La noche mágica del Clásico Centenario hizo revivir las mejores épocas de la Liga Nacional en un Polideportivo a tope.
Viernes de básquetbol por la noche. Soñado por donde se lo mire. Con añoranzas lógicas de aquello que fue y ya no es. Pero puede volver a serlo. ¡Qué duda cabe! Después de la muestra que ofrecieron Peñarol y Quilmes (o viceversa), cómo no ilusionarse.
Fue un espectáculo mayúsculo, a la altura de los que encumbraron el clásico al máximo nivel de consideración en el país. Y todos y cada uno aportaron lo suyo. Jugadores actuales, Leyendas, entrenadores, dirigentes, integrantes de los dos cuerpos técnicos, las chicas del 3×3 y, por supuesto, el público de ambas divisas, capaz de generar un escenario inigualable.
Por supuesto que importaba ver a los profesionales. Algunas caras nuevas para conocer y reconocer, otras más familiares y ya registradas, rendimientos para evaluar, estimaciones por realizar y todo lo que rodea a una especie de ensayo general para la nueva temporada que ya comienza, tanto en la Liga Nacional como en la Liga Argentina. Con el agregado que volvían a medirse los tradicionales adversarios de la ciudad como para seguir incrementando la historia de un clásico sin igual.
Las credenciales NBA de Al Thornton marcaron la diferencia en un partido de desarrollo más apretado de lo que podía suponerse, y más allá de que el premio MVP fue para Joaquín Valinotti, otro de muy buena actuación.
Del otro lado, con menos argumentos individuales, Quilmes ofreció una resistencia apreciable. Con buenas respuestas defensivas, discusión de igual a igual en la lucha por el rebote y acaso algunas limitaciones en ataque, las que por momentos pudo disimular con la conexión entre Luis Cequeira y Tomás Nally.
Pero un buen rato antes de ese partido “de fondo”, la noche había comenzado con otra propuesta. Tal vez la que más movilizó a los 5.000 espectadores que poblaron el Polideportivo “Islas Malvinas”: el juego entre las Leyendas del “milrayitas” y el “tricolor”.

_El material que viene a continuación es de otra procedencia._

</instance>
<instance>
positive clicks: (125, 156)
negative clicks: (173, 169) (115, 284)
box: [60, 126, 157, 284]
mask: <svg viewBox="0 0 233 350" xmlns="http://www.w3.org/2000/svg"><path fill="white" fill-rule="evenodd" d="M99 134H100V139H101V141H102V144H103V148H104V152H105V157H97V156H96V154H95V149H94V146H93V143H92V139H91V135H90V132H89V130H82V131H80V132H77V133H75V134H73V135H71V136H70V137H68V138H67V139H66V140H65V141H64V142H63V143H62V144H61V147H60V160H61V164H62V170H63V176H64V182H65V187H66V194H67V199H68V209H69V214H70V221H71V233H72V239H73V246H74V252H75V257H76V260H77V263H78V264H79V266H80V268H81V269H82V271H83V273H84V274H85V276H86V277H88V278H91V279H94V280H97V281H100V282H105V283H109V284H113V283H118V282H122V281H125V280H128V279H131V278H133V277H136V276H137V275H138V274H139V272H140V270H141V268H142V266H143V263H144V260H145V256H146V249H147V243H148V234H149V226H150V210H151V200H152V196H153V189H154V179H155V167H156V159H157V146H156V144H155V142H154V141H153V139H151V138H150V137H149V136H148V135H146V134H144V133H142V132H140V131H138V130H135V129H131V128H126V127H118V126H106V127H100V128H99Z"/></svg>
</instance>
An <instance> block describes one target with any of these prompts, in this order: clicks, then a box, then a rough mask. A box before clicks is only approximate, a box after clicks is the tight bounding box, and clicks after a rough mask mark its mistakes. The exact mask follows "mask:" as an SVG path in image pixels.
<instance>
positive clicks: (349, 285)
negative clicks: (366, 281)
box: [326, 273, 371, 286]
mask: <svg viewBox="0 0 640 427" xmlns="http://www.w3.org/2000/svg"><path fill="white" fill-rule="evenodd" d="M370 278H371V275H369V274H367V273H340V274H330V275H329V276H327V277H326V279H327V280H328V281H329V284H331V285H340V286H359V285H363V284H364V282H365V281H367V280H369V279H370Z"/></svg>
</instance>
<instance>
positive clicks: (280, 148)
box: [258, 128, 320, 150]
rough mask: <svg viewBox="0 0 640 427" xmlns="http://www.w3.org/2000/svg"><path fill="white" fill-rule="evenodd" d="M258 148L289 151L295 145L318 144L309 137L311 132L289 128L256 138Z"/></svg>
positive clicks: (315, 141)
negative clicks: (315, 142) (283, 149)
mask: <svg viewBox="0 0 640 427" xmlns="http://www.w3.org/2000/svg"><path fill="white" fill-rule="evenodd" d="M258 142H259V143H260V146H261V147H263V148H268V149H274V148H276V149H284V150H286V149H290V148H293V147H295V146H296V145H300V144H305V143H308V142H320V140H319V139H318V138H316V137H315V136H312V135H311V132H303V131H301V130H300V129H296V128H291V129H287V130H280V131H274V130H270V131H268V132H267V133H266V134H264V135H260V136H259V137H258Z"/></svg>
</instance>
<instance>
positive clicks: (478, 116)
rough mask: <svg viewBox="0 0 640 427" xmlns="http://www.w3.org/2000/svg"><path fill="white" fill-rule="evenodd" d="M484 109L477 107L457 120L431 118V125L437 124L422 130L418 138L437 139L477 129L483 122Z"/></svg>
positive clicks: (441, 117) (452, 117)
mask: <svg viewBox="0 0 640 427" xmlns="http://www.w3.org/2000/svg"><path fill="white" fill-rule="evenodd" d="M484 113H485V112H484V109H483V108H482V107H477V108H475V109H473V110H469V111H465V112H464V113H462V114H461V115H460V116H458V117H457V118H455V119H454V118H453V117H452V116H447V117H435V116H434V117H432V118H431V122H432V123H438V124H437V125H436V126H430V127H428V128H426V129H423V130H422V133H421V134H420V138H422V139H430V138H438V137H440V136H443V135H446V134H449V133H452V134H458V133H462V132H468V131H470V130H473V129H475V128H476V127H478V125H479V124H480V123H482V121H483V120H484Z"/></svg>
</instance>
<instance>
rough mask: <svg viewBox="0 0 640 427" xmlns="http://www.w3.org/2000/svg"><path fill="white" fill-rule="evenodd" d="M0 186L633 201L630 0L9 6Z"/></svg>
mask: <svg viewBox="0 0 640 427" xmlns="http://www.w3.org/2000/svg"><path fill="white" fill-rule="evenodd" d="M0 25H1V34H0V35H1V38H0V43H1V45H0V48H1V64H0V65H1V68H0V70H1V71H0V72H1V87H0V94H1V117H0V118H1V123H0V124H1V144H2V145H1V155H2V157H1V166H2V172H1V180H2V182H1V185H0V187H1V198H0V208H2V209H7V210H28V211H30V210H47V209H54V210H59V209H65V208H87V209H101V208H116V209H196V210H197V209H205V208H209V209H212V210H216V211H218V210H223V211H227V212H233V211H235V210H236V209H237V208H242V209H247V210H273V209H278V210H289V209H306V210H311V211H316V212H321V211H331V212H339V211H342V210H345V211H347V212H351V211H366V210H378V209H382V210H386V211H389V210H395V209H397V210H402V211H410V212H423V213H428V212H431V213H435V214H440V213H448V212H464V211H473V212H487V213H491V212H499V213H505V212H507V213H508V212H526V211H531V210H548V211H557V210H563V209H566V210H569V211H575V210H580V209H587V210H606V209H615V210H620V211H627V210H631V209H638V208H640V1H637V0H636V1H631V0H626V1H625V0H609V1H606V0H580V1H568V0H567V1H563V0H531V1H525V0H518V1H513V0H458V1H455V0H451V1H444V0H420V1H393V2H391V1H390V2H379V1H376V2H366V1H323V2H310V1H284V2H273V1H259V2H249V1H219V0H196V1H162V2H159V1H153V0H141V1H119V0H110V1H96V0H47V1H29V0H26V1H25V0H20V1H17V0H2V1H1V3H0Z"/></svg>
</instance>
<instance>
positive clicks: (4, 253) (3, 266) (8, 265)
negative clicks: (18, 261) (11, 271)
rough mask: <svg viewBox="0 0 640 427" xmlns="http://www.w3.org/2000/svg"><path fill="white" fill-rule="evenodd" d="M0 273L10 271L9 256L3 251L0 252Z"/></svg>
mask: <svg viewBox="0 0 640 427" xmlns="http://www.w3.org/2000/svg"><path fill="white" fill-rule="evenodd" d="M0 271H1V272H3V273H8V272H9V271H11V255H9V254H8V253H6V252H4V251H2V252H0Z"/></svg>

Difícil poder explicar con palabras la avalancha de sentimientos y sensaciones por las que atravesaron no solo los protagonistas, sino también los espectadores. Desde la entrada en calor, el partido propiamente dicho y el cierre, con el homenaje a Juan Pablo Sánchez. Una montaña rusa de emociones, de situaciones, de vivencias, de momentos que parecieron detener el tiempo.
Después, lógico, a la hora de entrar a la cancha -y como no podía ser de otra manera- todos quisieron ganar. La mayoría con menos pelos (o más blancos), menos piernas y más kilos, salvo algunas excepciones que quedaron expresamente en evidencia, pero impulsados por la misma eterna pasión y el inmenso amor por este deporte. Solo así se puede explicar el placer de verlo a Adolfo “Gurí” Perazzo, a los 71, correr, frenar, golpearse, caer, cortinar, rebotear y tirar al aro con el mismo espíritu de un chico que recién empieza. Nombrarlo a él en representación de todos constituye un verdadero reconocimiento para los que hicieron posible esa noche inolvidable.
El simpático empate en 56 (insólito, dirán los más puristas, porque el reglamento no lo contempla) le puso un broche genial a la confrontación “retro”, tras la “consensuada” decisión entre el árbitro Noel Leguizamón y los dos entrenadores.
Y para el final, entre tanto sacudón a la sensibilidad, enterarse del fallecimiento de un referente como Osvaldo Echevarría fue un golpe imposible de asimilar. Se fue de este mundo un irremplazable, formador de muchos de los que estuvieron el viernes adentro y afuera de la cancha, maestro de la vida. Y eligió para irse (si es que eso resulta posible) un día muy significativo para el deporte que amó con locura.